Walmart (WMT  ) was one of the beneficiaries of the coronavirus crisis as both in-store and e-commerce sales were better than expected. Online sales were 74% higher than the first quarter of 2019, and in-store sales were 10% higher. The company also hired 200,000 workers in the quarter to meet this increased demand and also because it stepped up cleaning protocols.

Walmart's stock gapped up to test its all-time high. There was some profit-taking as the stock withdrew guidance for the rest of the year given "unprecedented variability" due to the coronavirus pandemic. The stock currently sits 4% below its highs. Walmart's stock is up nearly 10% for the year, while the S&P 500 (SPY  ) is 10% lower.

Recent weeks have been dominated by optimism that the economy will "reopen", so there's been a rotation out of companies that benefit from stay-at-home orders and into companies that have been the most punished under these conditions.

Inside the Numbers

Walmart noted that people made fewer trips but were purchasing more items. The number of transactions was 6% lower, but the average transaction size was 16% higher. These figures were largely due to stockpiling during the initial part of the pandemic. Consumers were buying more lower-margin items like food and toilet paper. But in later months, demand picked up for big-ticket items with some of this attributed to the stimulus payments.

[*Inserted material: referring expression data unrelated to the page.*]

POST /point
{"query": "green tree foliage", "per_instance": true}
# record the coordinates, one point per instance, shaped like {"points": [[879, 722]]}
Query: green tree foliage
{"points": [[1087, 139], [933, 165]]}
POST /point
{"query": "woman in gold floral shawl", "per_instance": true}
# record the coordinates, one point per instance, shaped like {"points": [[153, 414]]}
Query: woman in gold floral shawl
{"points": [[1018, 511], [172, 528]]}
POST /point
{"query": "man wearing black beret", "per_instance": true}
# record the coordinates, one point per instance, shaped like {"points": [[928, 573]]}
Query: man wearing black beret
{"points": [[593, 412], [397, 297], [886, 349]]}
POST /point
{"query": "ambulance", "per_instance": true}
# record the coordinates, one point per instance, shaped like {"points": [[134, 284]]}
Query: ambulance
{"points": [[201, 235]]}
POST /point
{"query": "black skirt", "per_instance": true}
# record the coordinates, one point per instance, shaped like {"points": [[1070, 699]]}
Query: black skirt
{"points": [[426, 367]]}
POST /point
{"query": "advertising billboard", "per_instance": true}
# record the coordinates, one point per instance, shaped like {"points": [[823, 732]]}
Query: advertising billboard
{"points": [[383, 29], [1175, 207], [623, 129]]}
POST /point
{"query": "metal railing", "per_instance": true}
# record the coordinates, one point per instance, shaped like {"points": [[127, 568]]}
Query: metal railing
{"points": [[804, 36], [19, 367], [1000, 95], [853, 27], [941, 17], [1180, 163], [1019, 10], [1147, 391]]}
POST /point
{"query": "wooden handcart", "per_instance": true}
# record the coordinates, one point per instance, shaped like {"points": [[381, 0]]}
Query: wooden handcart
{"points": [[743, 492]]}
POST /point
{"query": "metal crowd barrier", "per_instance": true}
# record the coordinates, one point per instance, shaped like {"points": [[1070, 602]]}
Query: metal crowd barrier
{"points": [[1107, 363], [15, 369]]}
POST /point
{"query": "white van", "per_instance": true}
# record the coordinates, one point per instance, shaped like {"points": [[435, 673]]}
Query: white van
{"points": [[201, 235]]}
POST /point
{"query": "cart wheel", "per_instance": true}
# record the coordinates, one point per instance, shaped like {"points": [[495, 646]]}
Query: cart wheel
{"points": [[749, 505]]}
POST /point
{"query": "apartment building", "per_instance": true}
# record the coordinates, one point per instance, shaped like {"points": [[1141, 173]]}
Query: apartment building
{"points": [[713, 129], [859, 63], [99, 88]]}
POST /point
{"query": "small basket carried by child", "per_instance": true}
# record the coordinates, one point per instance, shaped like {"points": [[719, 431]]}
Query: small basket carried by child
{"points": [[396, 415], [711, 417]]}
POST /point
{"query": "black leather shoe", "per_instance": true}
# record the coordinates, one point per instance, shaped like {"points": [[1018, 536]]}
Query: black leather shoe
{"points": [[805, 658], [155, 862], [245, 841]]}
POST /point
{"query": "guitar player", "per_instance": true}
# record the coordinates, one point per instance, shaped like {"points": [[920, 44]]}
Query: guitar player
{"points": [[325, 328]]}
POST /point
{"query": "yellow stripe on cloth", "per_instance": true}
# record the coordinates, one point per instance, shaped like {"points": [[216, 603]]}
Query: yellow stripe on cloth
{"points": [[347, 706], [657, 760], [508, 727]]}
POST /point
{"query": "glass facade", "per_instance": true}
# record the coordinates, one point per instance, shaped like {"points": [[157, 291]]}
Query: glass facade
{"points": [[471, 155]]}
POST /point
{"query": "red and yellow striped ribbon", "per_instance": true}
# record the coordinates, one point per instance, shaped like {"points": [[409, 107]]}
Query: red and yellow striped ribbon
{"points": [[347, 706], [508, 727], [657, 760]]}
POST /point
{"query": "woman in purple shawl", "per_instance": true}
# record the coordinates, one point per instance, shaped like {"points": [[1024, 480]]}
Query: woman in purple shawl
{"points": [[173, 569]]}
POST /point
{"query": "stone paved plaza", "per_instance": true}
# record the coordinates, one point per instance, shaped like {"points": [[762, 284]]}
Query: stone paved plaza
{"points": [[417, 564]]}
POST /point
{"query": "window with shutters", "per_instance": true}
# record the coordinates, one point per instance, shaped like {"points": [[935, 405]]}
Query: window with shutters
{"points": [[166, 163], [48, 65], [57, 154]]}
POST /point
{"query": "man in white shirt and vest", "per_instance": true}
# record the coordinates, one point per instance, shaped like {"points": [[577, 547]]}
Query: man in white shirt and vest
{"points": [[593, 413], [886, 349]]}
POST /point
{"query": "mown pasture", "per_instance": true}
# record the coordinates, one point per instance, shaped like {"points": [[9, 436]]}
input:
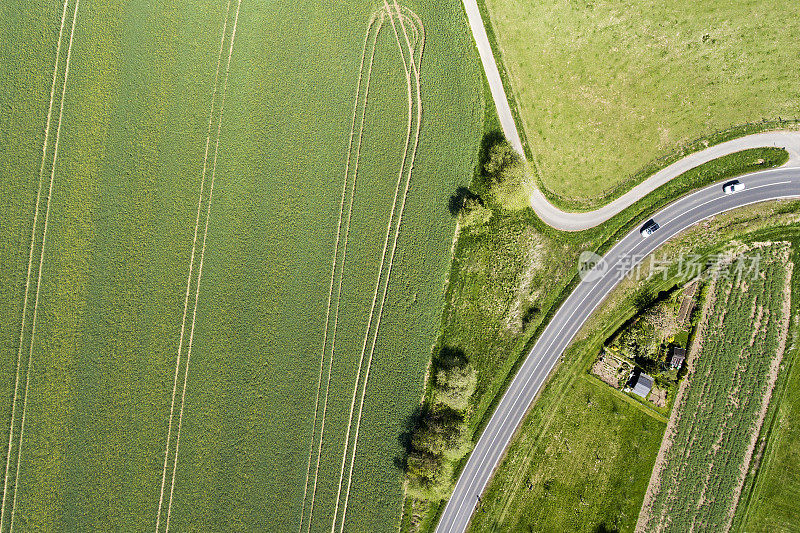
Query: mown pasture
{"points": [[604, 88], [606, 441], [119, 248], [733, 368]]}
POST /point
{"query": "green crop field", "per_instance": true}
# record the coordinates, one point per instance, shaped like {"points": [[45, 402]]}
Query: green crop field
{"points": [[773, 503], [603, 88], [711, 438], [166, 357]]}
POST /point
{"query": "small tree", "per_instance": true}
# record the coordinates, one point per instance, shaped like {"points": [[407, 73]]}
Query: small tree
{"points": [[501, 157], [454, 386]]}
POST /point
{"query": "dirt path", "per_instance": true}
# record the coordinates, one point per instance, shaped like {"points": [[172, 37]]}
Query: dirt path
{"points": [[373, 29], [334, 263]]}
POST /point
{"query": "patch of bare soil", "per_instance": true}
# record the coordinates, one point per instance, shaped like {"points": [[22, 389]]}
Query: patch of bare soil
{"points": [[645, 515]]}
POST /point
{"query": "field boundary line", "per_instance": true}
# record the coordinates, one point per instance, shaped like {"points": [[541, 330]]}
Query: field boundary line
{"points": [[41, 256], [370, 25], [415, 70], [202, 257], [30, 262], [191, 266]]}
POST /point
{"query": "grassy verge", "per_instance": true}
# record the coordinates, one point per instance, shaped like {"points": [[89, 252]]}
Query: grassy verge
{"points": [[664, 161], [586, 428], [505, 283]]}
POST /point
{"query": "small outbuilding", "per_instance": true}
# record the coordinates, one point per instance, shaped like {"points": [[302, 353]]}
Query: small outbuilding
{"points": [[676, 357], [641, 384]]}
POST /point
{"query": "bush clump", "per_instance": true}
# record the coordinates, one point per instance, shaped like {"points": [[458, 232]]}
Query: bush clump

Net income was $1.40 per share for the quarter which was above last year's first quarter of $1.33 per share and analysts' estimates of $1.12 per share. Revenue was $134.62 billion, 8.6% above last year, and Wall Street expectations of $132 billion.

Silver Lining

Walmart's profit growth was 5%, but its revenue grew by nearly 10%. The difference was due to customers buying more low-margin items and eschewing higher-margin, expensive products. Walmart CEO Doug McMillon said there were three phases. Phase 1 was stockpiling with "unprecedented demand" for cleaning supplies and groceries. Phase 2 was shopping for items that enabled work and schooling from home.

Phase 3 is ongoing and the CEO speculated that it was driven by stimulus checks and there was a resumption of buying more expensive items like TVs, furniture, and toys. This is one piece of evidence that the government's fiscal stimulus program is working, and people are feeling confident enough to spend the proceeds on discretionary items.